The stock market couldn't carry its positive momentum from last week into the final week of 2015, as investors braced themselves for the possibility of major market benchmarks posting annual losses. The S&P 500 fell below the level where it closed at the end of 2014, as it and the Dow both fell around 0.2%. Yet the gloom, which came largely from another decline in energy prices, didn't hold back every stock in the market. Fitbit (NYSE:FIT), Rovi (NASDAQ:ROVI), and InterDigital (NASDAQ:IDCC) were among the winners in Monday's quiet trading.
Fitbit picked up 3% after the maker of fitness-tracking devices got good news in the key holiday session. The company's app topped the charts for the most popular app store on Christmas Day, suggesting that Fitbit devices were a popular gift and were able to fend off potential competition from smart watches and other rival products. Some had feared that even as high-end wearable technology posed a threat to Fitbit's specialty devices, other fitness-centered wearables would eat into Fitbit's lead.

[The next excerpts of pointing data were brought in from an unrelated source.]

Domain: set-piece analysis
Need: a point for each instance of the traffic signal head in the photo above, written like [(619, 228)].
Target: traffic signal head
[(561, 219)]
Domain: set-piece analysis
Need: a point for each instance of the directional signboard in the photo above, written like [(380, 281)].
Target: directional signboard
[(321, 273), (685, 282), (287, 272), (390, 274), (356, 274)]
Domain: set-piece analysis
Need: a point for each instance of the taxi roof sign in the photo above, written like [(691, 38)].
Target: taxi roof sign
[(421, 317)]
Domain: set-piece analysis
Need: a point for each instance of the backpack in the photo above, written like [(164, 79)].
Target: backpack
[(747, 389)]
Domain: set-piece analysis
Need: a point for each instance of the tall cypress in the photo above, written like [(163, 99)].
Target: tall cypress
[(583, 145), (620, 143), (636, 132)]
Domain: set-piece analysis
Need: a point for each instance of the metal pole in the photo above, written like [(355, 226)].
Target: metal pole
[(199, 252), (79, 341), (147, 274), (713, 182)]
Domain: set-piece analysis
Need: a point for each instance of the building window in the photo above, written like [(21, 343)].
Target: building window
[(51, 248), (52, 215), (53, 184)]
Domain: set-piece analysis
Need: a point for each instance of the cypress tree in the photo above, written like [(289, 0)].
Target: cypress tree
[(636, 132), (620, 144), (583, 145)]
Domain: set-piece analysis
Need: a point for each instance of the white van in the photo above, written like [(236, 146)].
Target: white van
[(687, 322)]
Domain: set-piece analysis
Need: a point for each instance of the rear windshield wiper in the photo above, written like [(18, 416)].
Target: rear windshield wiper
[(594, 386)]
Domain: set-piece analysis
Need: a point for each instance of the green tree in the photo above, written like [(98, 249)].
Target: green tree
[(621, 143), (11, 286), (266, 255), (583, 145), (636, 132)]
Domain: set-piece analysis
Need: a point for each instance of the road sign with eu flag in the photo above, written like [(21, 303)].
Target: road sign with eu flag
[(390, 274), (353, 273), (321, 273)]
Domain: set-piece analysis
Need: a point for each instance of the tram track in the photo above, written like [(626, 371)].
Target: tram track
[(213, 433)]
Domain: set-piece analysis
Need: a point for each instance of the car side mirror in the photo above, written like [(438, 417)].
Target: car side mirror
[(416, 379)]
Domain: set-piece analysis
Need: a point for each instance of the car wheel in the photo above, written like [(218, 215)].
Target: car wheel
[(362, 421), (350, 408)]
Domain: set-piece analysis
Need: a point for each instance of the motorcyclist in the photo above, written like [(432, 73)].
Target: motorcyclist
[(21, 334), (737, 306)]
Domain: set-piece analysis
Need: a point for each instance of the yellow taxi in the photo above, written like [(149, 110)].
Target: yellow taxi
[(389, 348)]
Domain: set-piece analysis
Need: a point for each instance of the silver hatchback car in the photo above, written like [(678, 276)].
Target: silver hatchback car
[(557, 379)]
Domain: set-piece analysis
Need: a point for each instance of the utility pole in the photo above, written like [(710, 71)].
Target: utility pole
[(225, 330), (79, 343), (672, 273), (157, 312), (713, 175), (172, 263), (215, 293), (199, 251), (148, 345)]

The app-store data suggests otherwise, proving that at least for now, Fitbit has differentiated itself successfully from its peers and should be able to capitalize on the fitness trend as New Year's resolution season kicks into high gear.
Rovi soared 12% as the owner of numerous entertainment-industry patents announced that it had successfully renewed a multi-year licensing agreement with consumer electronics giant Sony. The deal gives Sony access to Rovi technology related to media management and television guide services, which helps the devices that Sony makes allow users to access and manage the entertainment of their choice. The question, though, is whether Rovi's deal with Sony will actually lead to improved revenue and earnings to justify the share-price jump, as past deals with cable television giants haven't ended up producing the business gains that investors had hoped to see. Even with those doubts, Rovi has doubled since late October as the company has inked similar deals with other licensing partners.
Finally, InterDigital rose 4% as the mobile-technology company announced a new licensing agreement with handset-maker Kyocera. The deal covers certain cellular terminal unit products and should put Kyocera in a better position to compete with its mobile peers, and InterDigital executive Lawrence Shay said that the agreement "highlights the strength of InterDigital's research and intellectual Property portfolio." InterDigital also gave an update to its fourth-quarter guidance, predicting sales of between $107 million and $111 million, of which about 85% will come from renewing revenue sources. Although the guidance reflects the Kyocera deal and other licensing agreements signed before the day, InterDigital held out the possibility of future agreements that could boost results further.